Fazla çalışma ihtiyacı olan işverence iş sözleşmesinin yapılması esnasında ya da bu ihtiyaç ortaya çıktığında işçinin onayı alınır ve işçi özlük dosyasında saklanır. Fazla çalışma veya fazla sürelerle çalışma yapmak istemeyen işçi verdiği onayı otuz gün önceden işverene yazılı olarak bildirimde bulunmak kaydıyla geri alabilir (İşK m.41/7; Yönetmelik m.9/2)[1].
Fazla çalışma yaptığını iddia eden işçi bu iddiasını ispatla yükümlüdür. İşçinin imzasını taşıyan bordro sahteliği ispat edilinceye kadar kesin delil niteliğindedir. Bir başka anlatımla bordronun sahteliği ileri sürülüp ispatlanmadıkça, imzalı bordroda görünen fazla çalışma alacağının ödendiği varsayılır.

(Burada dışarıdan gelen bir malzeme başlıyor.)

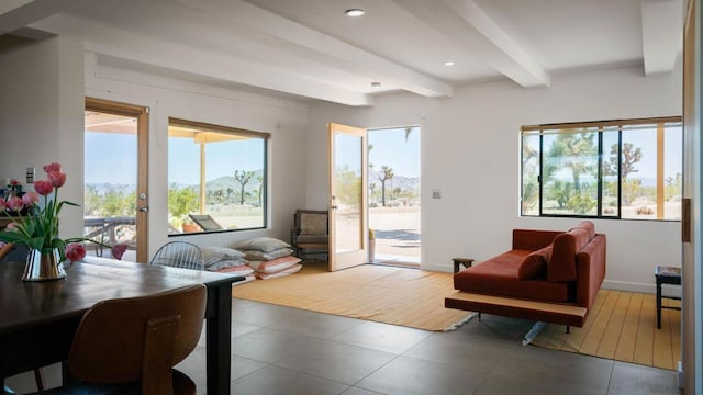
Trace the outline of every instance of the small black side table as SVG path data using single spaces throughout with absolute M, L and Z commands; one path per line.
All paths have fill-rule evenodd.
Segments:
M 473 263 L 473 259 L 471 258 L 451 258 L 451 260 L 454 261 L 455 273 L 458 273 L 459 269 L 461 269 L 459 264 L 464 266 L 464 268 L 470 268 L 471 264 Z
M 655 269 L 655 279 L 657 280 L 657 329 L 661 329 L 661 309 L 662 308 L 670 308 L 670 309 L 678 309 L 678 311 L 681 309 L 681 307 L 661 305 L 662 298 L 670 298 L 676 301 L 681 300 L 681 297 L 676 297 L 676 296 L 662 296 L 661 284 L 681 285 L 681 268 L 658 266 Z

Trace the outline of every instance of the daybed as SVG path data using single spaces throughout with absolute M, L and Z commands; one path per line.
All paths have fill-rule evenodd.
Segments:
M 510 251 L 454 275 L 448 308 L 582 327 L 605 276 L 605 235 L 513 229 Z M 544 324 L 543 324 L 544 325 Z

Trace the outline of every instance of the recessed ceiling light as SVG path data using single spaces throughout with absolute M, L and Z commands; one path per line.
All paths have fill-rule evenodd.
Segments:
M 361 9 L 348 9 L 344 11 L 344 13 L 347 14 L 347 16 L 361 16 L 366 13 L 366 11 Z

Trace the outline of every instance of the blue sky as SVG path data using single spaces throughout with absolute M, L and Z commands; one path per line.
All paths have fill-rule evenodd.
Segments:
M 207 145 L 207 178 L 234 176 L 235 170 L 261 169 L 263 139 Z M 86 134 L 86 183 L 136 184 L 136 136 L 119 133 Z M 188 138 L 169 140 L 168 182 L 200 182 L 200 145 Z
M 405 140 L 405 127 L 369 129 L 369 163 L 376 171 L 388 166 L 395 176 L 420 177 L 420 134 L 415 126 Z

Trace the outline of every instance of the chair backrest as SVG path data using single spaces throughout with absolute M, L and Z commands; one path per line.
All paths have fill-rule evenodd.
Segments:
M 293 216 L 299 235 L 327 236 L 330 223 L 327 212 L 322 210 L 297 210 Z
M 102 384 L 141 379 L 144 394 L 170 393 L 172 366 L 200 338 L 205 302 L 205 286 L 198 284 L 97 303 L 74 336 L 71 374 Z
M 188 241 L 170 241 L 161 246 L 149 264 L 203 270 L 205 262 L 200 247 Z

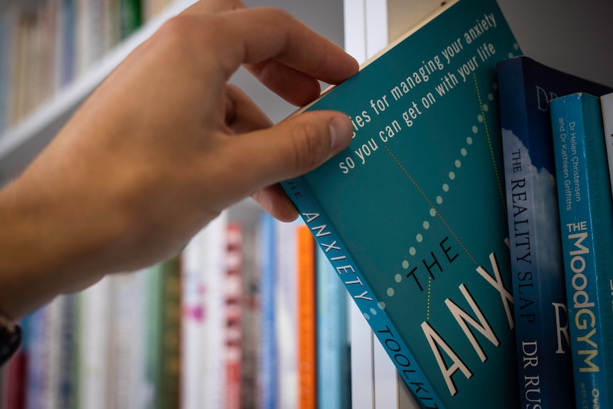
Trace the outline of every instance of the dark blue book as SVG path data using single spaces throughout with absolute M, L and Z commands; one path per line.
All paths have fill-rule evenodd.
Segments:
M 282 183 L 424 408 L 518 407 L 495 83 L 521 53 L 494 0 L 446 2 L 306 108 L 353 138 Z
M 564 408 L 572 377 L 549 102 L 611 88 L 526 56 L 499 63 L 498 76 L 521 407 Z
M 260 331 L 258 378 L 258 407 L 262 409 L 277 408 L 277 340 L 275 338 L 275 234 L 274 219 L 263 213 L 258 233 L 260 245 Z
M 561 97 L 550 115 L 576 407 L 610 409 L 613 197 L 600 99 Z

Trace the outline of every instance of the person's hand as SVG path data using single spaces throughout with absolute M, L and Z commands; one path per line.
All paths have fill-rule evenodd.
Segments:
M 351 122 L 321 111 L 269 127 L 228 80 L 245 64 L 302 105 L 317 80 L 339 83 L 358 65 L 284 11 L 242 7 L 198 3 L 168 21 L 0 191 L 0 312 L 174 255 L 254 192 L 277 218 L 296 217 L 275 184 L 344 149 Z

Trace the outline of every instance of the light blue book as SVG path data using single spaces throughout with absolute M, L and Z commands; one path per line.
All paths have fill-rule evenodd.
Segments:
M 577 408 L 613 408 L 613 198 L 600 99 L 553 100 L 551 127 Z
M 282 186 L 424 408 L 518 405 L 494 0 L 459 0 L 306 109 L 345 151 Z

Fazla çalışmanın ispatı konusunda iş yeri kayıtları, özellikle işyerine giriş çıkışı gösteren belgeler, iş yeri iç yazışmaları, delil niteliğindedir. Ancak, fazla çalışmanın bu tür yazılı belgelerle ispatlanamaması durumunda tarafların dinletmiş oldukları şahit beyanları ile sonuca gidilmesi gerekir. Bunun dışında herkesçe bilinen genel bazı vakıalar da bu noktada göz önüne alınabilir. İşçinin fiilen yaptığı işin niteliği ve yoğunluğuna göre de fazla çalışma olup olmadığı araştırılmalıdır.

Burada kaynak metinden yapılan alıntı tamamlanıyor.